当時、俺と彼女がどんな話をしたのかはわからない。
どんな表情で、声で、雰囲気で。
彼女とともに歩み、感じ、そして得たモノがどんなことだったのかも、わからない。
……ただ、それでも。
彼女が俺とここに来たことを葉月ちゃんに喋ったということは、そのときの顔が笑顔だったろうから。

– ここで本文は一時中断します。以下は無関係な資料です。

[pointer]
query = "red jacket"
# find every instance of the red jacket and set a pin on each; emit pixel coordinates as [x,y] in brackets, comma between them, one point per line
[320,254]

となれば当然、そこで起きた想い出の中の彼女もまた、笑顔だったはず。
……だから、だろうか。
ふと目を閉じると、数少ないながらも彼女の嬉しそうな顔が浮かぶのは。
はにかんだような、それでいて心底満たされているような。
そんな、いかにも彼女らしい……表情が。
「…………」
ノートに記された、想い出の共有地。
その残りは、もう少ない。
そして――……それと同時に、明けまでの時間も。
リミットは、もうすぐそこ。
それでも、やはり今だけは何もかも止めてしまうワケにいかない。
不思議なモノで、気持ちと頭だけでなくこの身体にまでも、妙な充足感が満ち溢れているから。
動ける。
やれる。
今ならば……いや。
今だから、こそ。
彼女に辿り着けるまで、あともう少し。
そうすればきっと俺は――……。
「…………」
飲み干したコーヒーの缶をホルダーに置いてから、改めてギアに手を置く。
……ほんの少しだけ。
今のこの状況が、楽しいというか……なんだかそんな気分ではあった。
嬉しい、のかもしれない。
これまで何もわからず、マイナス方向にただ突き進もうとしていた自分が、少しながらも浮上できているような気がして。